And I’m forevermore grateful because what followed was something I couldn’t have possibly foreseen: I laughed, teared up, cackled, and became super invested in the lives of this incredible cast of characters, both supporting and leading, from Alice Island. The blurb does an excellent job of capturing their defining moments:

A. J. Fikry’s life is not at all what he expected it to be. His wife has died, his bookstore is experiencing the worst sales in its history, and now his prized possession, a rare collection of Poe poems, has been stolen. Slowly but surely, he is isolating himself from all the people of Alice Island—from Lambiase, the well-intentioned police officer who’s always felt kindly toward Fikry; from Ismay, his sister-in-law who is hell-bent on saving him from his dreary self; from Amelia, the lovely and idealistic (if eccentric) Knightley Press sales rep who keeps on taking the ferry over to Alice Island, refusing to be deterred by A.J.’s bad attitude. Even the books in his store have stopped holding pleasure for him. These days, A.J. can only see them as a sign of a world that is changing too rapidly.

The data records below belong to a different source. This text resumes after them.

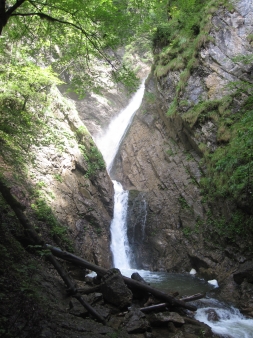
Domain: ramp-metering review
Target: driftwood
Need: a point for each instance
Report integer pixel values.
(34, 238)
(130, 282)
(86, 291)
(193, 297)
(162, 306)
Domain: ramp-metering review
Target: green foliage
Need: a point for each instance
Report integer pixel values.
(73, 36)
(231, 167)
(58, 177)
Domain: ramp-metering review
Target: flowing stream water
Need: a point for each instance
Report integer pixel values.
(228, 321)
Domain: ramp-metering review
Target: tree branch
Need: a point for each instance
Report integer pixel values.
(13, 8)
(52, 19)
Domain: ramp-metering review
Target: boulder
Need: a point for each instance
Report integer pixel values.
(212, 315)
(135, 322)
(114, 289)
(244, 272)
(158, 319)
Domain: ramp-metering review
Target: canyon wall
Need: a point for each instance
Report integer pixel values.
(159, 160)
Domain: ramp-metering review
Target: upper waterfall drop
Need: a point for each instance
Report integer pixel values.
(109, 142)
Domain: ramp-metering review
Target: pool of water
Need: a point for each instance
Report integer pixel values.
(185, 284)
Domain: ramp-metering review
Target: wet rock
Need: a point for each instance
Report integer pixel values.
(158, 319)
(76, 309)
(135, 322)
(212, 315)
(114, 289)
(245, 271)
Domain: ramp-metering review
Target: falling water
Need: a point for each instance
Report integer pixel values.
(226, 321)
(108, 144)
(230, 322)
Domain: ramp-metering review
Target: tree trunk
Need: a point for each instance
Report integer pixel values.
(130, 282)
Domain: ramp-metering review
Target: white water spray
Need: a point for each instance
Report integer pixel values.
(228, 321)
(108, 143)
(119, 241)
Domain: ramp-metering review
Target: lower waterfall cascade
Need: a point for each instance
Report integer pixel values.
(229, 321)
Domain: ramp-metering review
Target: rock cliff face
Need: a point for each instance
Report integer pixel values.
(65, 172)
(159, 158)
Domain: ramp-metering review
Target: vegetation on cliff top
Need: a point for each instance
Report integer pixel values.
(229, 168)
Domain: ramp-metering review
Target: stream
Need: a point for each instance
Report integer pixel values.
(225, 320)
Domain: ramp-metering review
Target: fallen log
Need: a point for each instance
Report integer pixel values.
(87, 291)
(33, 238)
(193, 297)
(130, 282)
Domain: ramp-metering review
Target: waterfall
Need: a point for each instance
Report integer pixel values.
(109, 143)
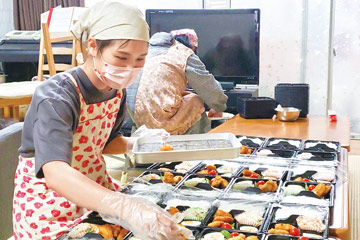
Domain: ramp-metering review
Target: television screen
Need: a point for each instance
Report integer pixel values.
(228, 39)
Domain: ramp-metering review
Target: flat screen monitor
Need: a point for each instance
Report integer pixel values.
(228, 39)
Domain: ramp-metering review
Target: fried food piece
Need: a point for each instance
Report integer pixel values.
(310, 224)
(170, 178)
(221, 213)
(122, 234)
(210, 167)
(269, 186)
(215, 224)
(252, 238)
(284, 226)
(173, 210)
(106, 231)
(165, 169)
(223, 219)
(166, 147)
(205, 171)
(278, 231)
(218, 181)
(321, 190)
(245, 150)
(240, 237)
(248, 173)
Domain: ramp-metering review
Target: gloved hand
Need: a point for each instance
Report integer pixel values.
(143, 131)
(144, 218)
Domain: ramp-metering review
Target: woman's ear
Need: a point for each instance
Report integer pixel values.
(92, 47)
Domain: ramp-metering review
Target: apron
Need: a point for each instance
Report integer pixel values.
(160, 100)
(41, 213)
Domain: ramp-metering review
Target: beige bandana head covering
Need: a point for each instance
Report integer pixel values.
(110, 19)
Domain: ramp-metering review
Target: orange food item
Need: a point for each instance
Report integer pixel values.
(248, 173)
(173, 210)
(170, 178)
(245, 150)
(269, 186)
(166, 147)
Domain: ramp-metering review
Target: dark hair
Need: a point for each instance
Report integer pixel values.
(184, 40)
(103, 44)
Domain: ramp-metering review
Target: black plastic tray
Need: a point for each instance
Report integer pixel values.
(283, 145)
(319, 156)
(249, 143)
(234, 212)
(278, 153)
(210, 230)
(270, 223)
(172, 165)
(203, 165)
(160, 173)
(252, 190)
(202, 186)
(321, 147)
(285, 237)
(329, 196)
(307, 174)
(259, 170)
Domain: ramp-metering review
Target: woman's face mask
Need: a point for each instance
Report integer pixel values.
(116, 77)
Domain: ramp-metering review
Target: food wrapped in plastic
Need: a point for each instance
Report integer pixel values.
(254, 189)
(144, 186)
(218, 167)
(311, 174)
(307, 193)
(207, 186)
(183, 167)
(213, 234)
(317, 158)
(241, 215)
(188, 211)
(265, 171)
(305, 220)
(283, 144)
(252, 142)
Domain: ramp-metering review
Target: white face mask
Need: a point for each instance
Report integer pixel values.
(117, 77)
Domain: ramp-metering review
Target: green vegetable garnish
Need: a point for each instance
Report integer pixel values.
(226, 234)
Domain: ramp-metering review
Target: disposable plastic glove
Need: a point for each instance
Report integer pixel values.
(142, 132)
(144, 218)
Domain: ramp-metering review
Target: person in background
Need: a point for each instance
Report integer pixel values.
(74, 118)
(159, 98)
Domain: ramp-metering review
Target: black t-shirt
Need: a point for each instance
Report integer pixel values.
(53, 117)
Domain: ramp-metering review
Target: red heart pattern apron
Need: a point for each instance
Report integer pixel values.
(41, 213)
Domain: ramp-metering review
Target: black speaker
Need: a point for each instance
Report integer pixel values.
(293, 95)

And then a mysterious package appears at the bookstore. It’s a small package, but large in weight. It’s that unexpected arrival that gives A. J. Fikry the opportunity to make his life over, the ability to see everything anew. It doesn’t take long for the locals to notice the change overcoming A.J.; or for that determined sales rep, Amelia, to see her curmudgeonly client in a new light; or for the wisdom of all those books to become again the lifeblood of A.J.’s world; or for everything to twist again into a version of his life that he didn’t see coming. As surprising as it is moving, The Storied Life of A. J. Fikry is an unforgettable tale of transformation and second chances, an irresistible affirmation of why we read, and why we love.

As I mentioned at the start of this review, I was drawn to the beginning of this book a lot thanks to the numerous laugh-out-loud moments when the main character kept breaking the fourth wall left and right.

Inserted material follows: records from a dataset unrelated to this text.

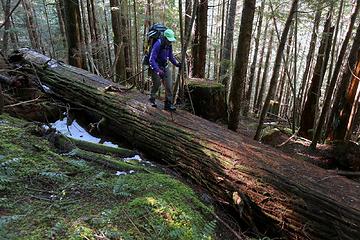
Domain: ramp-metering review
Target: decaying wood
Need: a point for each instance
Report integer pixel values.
(94, 147)
(277, 194)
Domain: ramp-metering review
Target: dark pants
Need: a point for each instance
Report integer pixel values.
(167, 81)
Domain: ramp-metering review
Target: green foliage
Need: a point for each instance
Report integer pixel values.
(61, 197)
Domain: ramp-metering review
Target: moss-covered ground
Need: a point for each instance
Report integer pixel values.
(45, 195)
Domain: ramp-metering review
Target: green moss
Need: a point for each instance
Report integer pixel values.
(45, 195)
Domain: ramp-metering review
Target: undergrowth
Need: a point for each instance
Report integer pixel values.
(44, 195)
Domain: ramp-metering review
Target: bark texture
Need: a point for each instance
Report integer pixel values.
(276, 69)
(313, 95)
(238, 83)
(200, 41)
(270, 190)
(74, 35)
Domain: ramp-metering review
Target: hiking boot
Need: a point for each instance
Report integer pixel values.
(169, 107)
(152, 101)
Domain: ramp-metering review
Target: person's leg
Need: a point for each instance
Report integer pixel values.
(156, 82)
(168, 85)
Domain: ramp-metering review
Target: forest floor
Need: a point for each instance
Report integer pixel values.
(47, 195)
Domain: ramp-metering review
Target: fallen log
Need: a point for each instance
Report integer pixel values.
(94, 147)
(273, 192)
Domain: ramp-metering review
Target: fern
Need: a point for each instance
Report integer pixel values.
(4, 181)
(209, 230)
(10, 163)
(80, 165)
(4, 220)
(121, 188)
(5, 203)
(54, 176)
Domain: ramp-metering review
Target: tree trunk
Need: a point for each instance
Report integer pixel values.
(121, 41)
(277, 65)
(31, 25)
(261, 61)
(270, 190)
(73, 33)
(348, 90)
(200, 41)
(308, 115)
(309, 56)
(259, 100)
(5, 39)
(238, 82)
(60, 14)
(229, 38)
(335, 77)
(254, 62)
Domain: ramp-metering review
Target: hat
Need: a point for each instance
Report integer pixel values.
(170, 35)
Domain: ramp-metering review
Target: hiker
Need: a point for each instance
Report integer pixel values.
(160, 53)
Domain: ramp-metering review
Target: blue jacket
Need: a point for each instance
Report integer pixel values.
(160, 54)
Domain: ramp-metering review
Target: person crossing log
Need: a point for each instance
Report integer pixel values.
(274, 193)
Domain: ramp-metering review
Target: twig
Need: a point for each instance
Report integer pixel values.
(8, 16)
(22, 103)
(228, 227)
(292, 136)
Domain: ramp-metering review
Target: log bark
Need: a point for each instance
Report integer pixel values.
(275, 193)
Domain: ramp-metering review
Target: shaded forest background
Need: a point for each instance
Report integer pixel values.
(296, 62)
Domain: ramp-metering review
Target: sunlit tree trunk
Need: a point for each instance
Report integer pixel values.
(254, 61)
(60, 15)
(334, 78)
(276, 68)
(200, 41)
(308, 114)
(309, 56)
(238, 83)
(260, 97)
(261, 61)
(347, 90)
(5, 39)
(73, 33)
(31, 25)
(226, 50)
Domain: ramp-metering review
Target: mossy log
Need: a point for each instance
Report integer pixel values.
(275, 193)
(208, 98)
(106, 160)
(63, 141)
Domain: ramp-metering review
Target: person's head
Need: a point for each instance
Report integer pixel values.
(169, 35)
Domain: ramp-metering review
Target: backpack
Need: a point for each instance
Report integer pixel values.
(156, 31)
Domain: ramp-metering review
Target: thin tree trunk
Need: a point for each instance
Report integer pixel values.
(73, 33)
(60, 14)
(108, 47)
(5, 39)
(254, 62)
(31, 25)
(334, 44)
(265, 72)
(309, 112)
(309, 56)
(261, 61)
(238, 83)
(276, 69)
(226, 50)
(200, 41)
(334, 78)
(51, 40)
(347, 90)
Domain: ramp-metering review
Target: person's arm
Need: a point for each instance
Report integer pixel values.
(154, 55)
(172, 58)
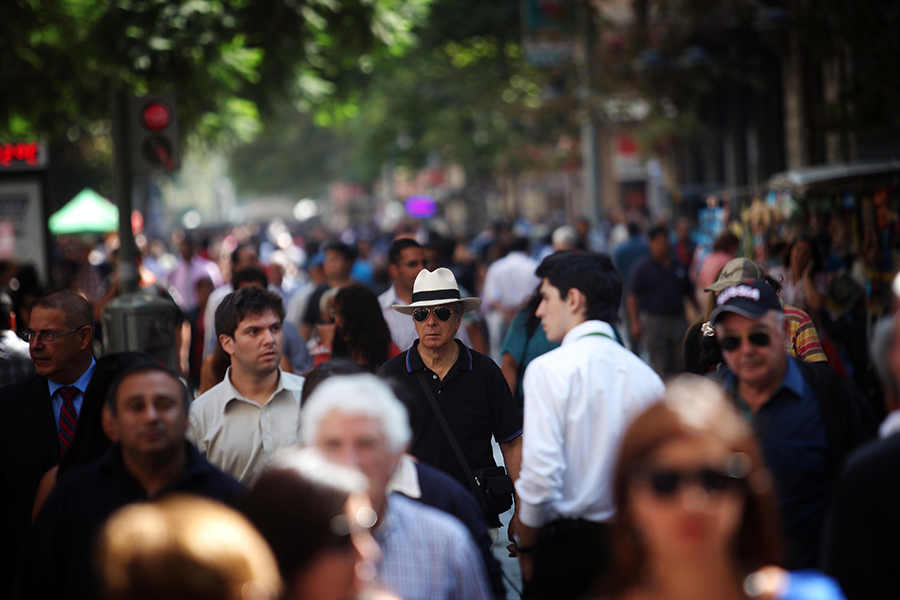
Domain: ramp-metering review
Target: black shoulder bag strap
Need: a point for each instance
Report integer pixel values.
(470, 477)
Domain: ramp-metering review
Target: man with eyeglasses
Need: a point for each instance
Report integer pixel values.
(38, 415)
(806, 416)
(468, 387)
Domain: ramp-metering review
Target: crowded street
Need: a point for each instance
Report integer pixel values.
(445, 300)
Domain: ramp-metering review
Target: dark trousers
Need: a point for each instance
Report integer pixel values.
(571, 554)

“My wife and I,” A.J. replied without thinking. “Oh Christ, I just did that stupid thing where the character forgets that the spouse has died and he accidentally uses ‘we.’ That’s such a cliché. Officer”—he paused to read the cop’s badge—“Lambiase, you and I are characters in a bad novel. Do you know that? How the heck did we end up here? You’re probably thinking to yourself, Poor bastard, and tonight you’ll hug your kids extra tight because that’s what characters in these kinds of novels do. You know the kind of book I’m talking about, right? The kind of hotshot literary fiction that, like, follows some unimportant supporting character for a bit so it looks all Faulkneresque and expansive. Look how the author cares for the little people! The common man! How broad-minded he or she must be! Even your name. Officer Lambiase is the perfect name for a clichéd Massachusetts cop. Are you racist, Lambiase? Because your kind of character ought to be racist.”

This made me throw my head back with laughter. INCREDIBLE.

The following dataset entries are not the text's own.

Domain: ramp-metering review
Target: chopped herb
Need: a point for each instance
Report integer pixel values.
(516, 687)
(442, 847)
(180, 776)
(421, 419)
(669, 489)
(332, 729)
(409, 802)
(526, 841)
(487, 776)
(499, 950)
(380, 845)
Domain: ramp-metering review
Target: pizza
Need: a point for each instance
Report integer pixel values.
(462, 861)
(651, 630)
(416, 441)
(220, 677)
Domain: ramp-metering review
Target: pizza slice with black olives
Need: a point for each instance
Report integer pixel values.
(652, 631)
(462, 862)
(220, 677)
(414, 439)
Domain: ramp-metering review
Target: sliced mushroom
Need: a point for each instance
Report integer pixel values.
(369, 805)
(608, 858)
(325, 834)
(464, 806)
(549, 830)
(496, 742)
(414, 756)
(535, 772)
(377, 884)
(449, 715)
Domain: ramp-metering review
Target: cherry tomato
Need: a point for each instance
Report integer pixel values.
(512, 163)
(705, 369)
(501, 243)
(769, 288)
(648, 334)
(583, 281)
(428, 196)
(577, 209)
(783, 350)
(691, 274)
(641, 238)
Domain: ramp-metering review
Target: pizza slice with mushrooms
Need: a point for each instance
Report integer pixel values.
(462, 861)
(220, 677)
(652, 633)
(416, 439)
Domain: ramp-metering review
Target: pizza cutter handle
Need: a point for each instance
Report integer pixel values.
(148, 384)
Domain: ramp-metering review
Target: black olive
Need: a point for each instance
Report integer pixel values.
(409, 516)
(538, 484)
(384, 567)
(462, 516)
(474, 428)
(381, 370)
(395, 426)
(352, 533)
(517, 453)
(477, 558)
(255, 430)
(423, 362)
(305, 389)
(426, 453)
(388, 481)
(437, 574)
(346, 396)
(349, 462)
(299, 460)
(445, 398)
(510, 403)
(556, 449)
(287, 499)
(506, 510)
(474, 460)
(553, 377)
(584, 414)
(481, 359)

I went into this book so hesitant because I thought it would read exactly like what the author was making fun of in the above paragraph… But needless to say, I was more than mislead. The last time I felt this same amount of surprise was when I finally caved in to watch the film Deadpool (which is the last thing I thought I’d be comparing this book with), and was utterly blown away with its crass and precise humor.

And the same type of wit is being used by our main character, the snarky and grumpy A. J. Fikry.

Aside from appreciating the more comical moments, I also enjoyed Gabrielle Zevin’s swift novel for making each chapter feel like a short story. Similar to how the Netflix tv series, Master of None uses each episode to explore a different theme (which I’ll talk about extensively in my May Wrap Up, coming in the next couple of days on my blog), this book dived into the notions of fatherhood, grief, love, friendship, book people and lovers, and so much more.

Plus, A. J. Fikry’s short reviews to his “dear little nerds” interspersed at the start of a new chapter made reading the book that more enjoyable. A. J. had always something noteworthy written down that would make me think for days to come.

“My life is in these books, he wants to tell her. Read these and know my heart.”

This standout of a novel was full of eclectic, charming, mismatched characters with the addition of memorable quotes to ponder (I nearly underlined every other line), and twists and turns at each corner, promising to really do a number on your mind. But at the heart of it all, there’s a quiet allure to this world Zevin created that held me glued to the pages, completely rapt, till I reached that dreaded last page. And to conclude, reading about these lovely nerds, who perfectly get my love for reading, was a comfort for my soul. I feel like this next quote sums up my chance encounter with this read pretty well: “the necessity of encountering stories at precisely the right time in our lives.” I’m beyond grateful that I had the joy to discover The Storied Life of A. J. Fikry.